Saturday, March 24, 2012

The Jist

Hi all!

    My name is Shelby Jackson. Thus far, I would have to say I've led a truly amazing and priveleged life. I owe my sight-seeing, smile-every-day, friends-around-the-block childhood to my parents. Meet Mike a Sue Jackson: two loving people who brought three daughters into this world...and made it their purpose of giving those children a life of opportunity. Let me first start off by stating that my family is nothing out of the ordinary. Middle-class family living in a normal town in a normal state, living off normal means of income, leading normal busy lives. But to me, it's much much more than that. To me, it's my life, my upbringing, the basis of who I am today.
    So here I am, freshly turned 21 years of age and really starting to appreciate my life. It's a funny transition: becoming what society would call a "responsible adult." I am finally learning the consequences of my actions, prior to putting those actions into...action. I am finally starting to take complete and total responsibility for my life and my relationships with those around me. I am finally starting to understand what it is that I want for my future and what I need to do now in order to get there. Among realizing the "self" side of growing up, I'm also realizing the blessings I've endured all along.
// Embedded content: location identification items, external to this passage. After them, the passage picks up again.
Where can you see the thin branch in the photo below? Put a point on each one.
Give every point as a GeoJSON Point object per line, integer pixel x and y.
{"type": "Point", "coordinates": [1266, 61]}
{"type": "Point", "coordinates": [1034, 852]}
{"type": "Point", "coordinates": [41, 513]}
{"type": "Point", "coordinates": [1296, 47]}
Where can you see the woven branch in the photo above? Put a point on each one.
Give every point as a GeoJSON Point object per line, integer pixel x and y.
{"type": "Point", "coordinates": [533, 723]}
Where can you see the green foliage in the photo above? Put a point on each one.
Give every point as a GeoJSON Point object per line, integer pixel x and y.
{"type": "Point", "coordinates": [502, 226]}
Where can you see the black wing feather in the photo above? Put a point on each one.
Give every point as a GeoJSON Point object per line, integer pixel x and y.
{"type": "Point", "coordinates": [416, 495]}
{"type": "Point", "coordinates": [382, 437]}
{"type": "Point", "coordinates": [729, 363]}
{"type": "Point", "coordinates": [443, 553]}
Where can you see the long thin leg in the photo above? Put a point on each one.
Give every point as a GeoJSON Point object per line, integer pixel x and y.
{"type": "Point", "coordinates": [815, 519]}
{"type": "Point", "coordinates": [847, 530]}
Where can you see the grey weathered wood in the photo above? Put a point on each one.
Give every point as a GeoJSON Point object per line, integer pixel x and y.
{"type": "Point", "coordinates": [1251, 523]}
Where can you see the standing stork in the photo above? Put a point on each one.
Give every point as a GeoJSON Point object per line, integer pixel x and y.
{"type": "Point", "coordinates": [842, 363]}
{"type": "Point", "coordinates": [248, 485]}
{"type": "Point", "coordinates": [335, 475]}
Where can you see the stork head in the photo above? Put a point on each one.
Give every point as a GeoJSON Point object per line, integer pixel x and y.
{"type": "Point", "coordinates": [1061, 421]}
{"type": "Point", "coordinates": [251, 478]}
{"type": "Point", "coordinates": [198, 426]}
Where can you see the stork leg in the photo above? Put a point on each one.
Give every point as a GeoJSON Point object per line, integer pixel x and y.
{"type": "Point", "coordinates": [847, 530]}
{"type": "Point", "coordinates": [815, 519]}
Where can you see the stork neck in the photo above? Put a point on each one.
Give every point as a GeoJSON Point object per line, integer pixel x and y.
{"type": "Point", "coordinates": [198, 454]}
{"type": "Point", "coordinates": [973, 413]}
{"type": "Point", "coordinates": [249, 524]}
My childhood is one I will never forget, will always treasure and will always refer to as a very solid base of the childhood I can only dream of giving my children someday. And for that, I thank my parents from the deepest depths of my heart.
    Of course, aside from my parents building the base, I also had an incredibly special older sister to light the way. Meet Amy Jackson: a beautiful, outgoing, worldly and successful go-getter. I would find it wise for anyone to look up to her. She has all the right words to say, world experiences to speak from and ambition I will never be able to comprehend in my own years. I am so grateful for her help along the way, and can only imagine the lasting friendship we are building for the future.
   And of course, I can't forget the tight-knit group of girls I have grown to love as sisters. No matter how many different colleges we have all chosen to pack up our lives and run off to, we can all come together and still find a way to make it like old times. We've all gotten in trouble, cried, laughed, argued, supported, carried and trusted one another. We've seen each other at our lowest moments and been there to celebrate the best of times. Oh, the memories I will forever hold dear to my heart...or just remenisc on for a good laugh.
    All this goodness and my life's not even half over. Where or where will life take me next?